In a city that prides itself on being the "culinary capital of Asia,'' the locals are fiercely loyal when it comes to their food - and to their snacks in particular - but they often like to keep their favorite destinations to themselves.
The people behind the Tai Cheong Bakery (http://www.taicheongbakery.com/tc/) - famous since 1954 among Hongkongers for their egg tarts - have regardless decided to spread the message by taking out advertisements in popular international tourist guides. And the reaction has been astonishing.
The chain's flagship store in downtown Central (35 Lyndhurst Terrace. Tel: +852 2544 3475) has customers regularly lining up and management say they are now selling more than 3,000 egg tarts a day from that shop alone - at HK$5 (€0.50) per tart - and more than one million a month are sold through their 12 city-wide outlets, eight of which have opened since 2007.
Tai Cheong has smartly targeted the main tourism districts of Hong Kong - along with the Central branch, they have outlets at the iconic Star Ferry pier, which services Hong Kong's harbor, and at Tsing Yi, the main stepping-off point for visitors heading to Hong Kong's Disneyland.
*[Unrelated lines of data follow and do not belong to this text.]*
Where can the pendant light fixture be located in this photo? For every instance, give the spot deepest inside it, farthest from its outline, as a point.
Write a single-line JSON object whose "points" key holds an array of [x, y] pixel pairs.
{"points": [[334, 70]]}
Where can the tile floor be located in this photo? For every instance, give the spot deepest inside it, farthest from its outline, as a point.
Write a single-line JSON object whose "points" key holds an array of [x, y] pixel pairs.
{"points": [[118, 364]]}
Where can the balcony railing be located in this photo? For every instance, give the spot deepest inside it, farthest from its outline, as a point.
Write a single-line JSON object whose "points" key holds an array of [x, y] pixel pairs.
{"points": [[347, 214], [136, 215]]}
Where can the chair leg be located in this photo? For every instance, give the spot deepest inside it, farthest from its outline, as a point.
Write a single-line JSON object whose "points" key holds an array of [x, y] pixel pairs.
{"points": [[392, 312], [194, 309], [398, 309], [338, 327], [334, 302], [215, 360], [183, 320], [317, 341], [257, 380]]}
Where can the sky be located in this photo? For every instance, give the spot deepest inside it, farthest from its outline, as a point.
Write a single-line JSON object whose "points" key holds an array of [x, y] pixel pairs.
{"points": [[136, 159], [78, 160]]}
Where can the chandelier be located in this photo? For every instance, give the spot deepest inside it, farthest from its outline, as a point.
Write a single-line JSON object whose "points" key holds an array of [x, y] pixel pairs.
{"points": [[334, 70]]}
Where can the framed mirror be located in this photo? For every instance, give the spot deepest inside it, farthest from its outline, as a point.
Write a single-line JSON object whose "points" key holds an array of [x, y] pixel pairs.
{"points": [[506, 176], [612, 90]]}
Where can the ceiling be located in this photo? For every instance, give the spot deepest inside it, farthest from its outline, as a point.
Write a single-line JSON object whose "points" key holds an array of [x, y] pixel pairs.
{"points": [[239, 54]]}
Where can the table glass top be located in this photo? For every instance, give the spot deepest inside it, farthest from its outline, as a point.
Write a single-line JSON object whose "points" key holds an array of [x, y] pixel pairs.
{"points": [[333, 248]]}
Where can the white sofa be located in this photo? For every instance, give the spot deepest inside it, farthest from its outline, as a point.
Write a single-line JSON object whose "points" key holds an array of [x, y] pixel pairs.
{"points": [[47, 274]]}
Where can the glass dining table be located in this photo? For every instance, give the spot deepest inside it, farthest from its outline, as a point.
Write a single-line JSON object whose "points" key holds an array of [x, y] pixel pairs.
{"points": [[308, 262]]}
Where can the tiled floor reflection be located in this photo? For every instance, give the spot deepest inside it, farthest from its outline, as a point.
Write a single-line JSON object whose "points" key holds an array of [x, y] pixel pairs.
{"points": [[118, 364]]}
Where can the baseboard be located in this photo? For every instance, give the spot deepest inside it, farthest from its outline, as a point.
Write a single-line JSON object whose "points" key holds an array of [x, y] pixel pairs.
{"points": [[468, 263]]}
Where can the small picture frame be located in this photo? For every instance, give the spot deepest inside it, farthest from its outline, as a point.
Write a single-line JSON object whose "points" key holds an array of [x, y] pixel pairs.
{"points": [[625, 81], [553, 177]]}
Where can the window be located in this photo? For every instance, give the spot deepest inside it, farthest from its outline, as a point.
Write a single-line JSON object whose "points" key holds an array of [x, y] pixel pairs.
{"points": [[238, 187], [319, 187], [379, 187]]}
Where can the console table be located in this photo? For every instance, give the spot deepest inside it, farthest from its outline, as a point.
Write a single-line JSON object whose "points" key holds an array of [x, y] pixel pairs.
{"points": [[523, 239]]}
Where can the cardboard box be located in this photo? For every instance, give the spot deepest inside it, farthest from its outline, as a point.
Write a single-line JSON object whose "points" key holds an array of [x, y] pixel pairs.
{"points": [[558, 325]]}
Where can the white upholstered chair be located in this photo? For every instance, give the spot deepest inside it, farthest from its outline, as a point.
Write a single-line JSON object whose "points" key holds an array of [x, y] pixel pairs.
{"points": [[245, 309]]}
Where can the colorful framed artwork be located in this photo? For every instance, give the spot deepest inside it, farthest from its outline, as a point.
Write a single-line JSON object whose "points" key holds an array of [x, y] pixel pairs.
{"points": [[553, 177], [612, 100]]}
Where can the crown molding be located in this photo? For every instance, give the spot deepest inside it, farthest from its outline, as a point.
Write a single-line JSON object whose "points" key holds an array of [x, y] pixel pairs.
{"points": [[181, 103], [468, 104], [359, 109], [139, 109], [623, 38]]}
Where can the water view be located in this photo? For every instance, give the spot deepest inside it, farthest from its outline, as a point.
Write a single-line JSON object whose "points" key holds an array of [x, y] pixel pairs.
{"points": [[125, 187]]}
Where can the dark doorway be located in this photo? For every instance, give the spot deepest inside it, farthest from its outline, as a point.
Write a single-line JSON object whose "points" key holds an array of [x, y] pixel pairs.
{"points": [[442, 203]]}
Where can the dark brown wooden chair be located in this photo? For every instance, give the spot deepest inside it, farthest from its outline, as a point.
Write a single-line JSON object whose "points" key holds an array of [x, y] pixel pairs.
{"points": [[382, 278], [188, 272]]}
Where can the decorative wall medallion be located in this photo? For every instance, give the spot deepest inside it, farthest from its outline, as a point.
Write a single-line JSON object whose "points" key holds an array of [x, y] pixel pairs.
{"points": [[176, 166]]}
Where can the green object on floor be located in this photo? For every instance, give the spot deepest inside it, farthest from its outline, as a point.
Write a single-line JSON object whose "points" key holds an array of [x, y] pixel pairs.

Chris Patten - Hong Kong's last British governor - was a big fan. A photo of "Fat Pang'' - as he was known locally - feasting on one of the tarts takes pride of place in the front window of the Central shop.
Meanwhile, across the harbor at the Tim Ho Wan dim sum restaurant (2-8 Kwong Wah St, Mong Kok. Tel +852 2332 2896) business has never been busier.
Much of that comes down to the fact that the tiny shop was last year afforded one Michelin star - making it what guide director Jean-Luc Naret said was the "most affordable starred restaurant in the world'' and capturing headlines across the globe.
But the success has not changed the way the 20-seat café operates. Its famous "pork puffs'' are still being sold for just HK$12 (one euro) each - although these days it takes a little more time to line up and get some.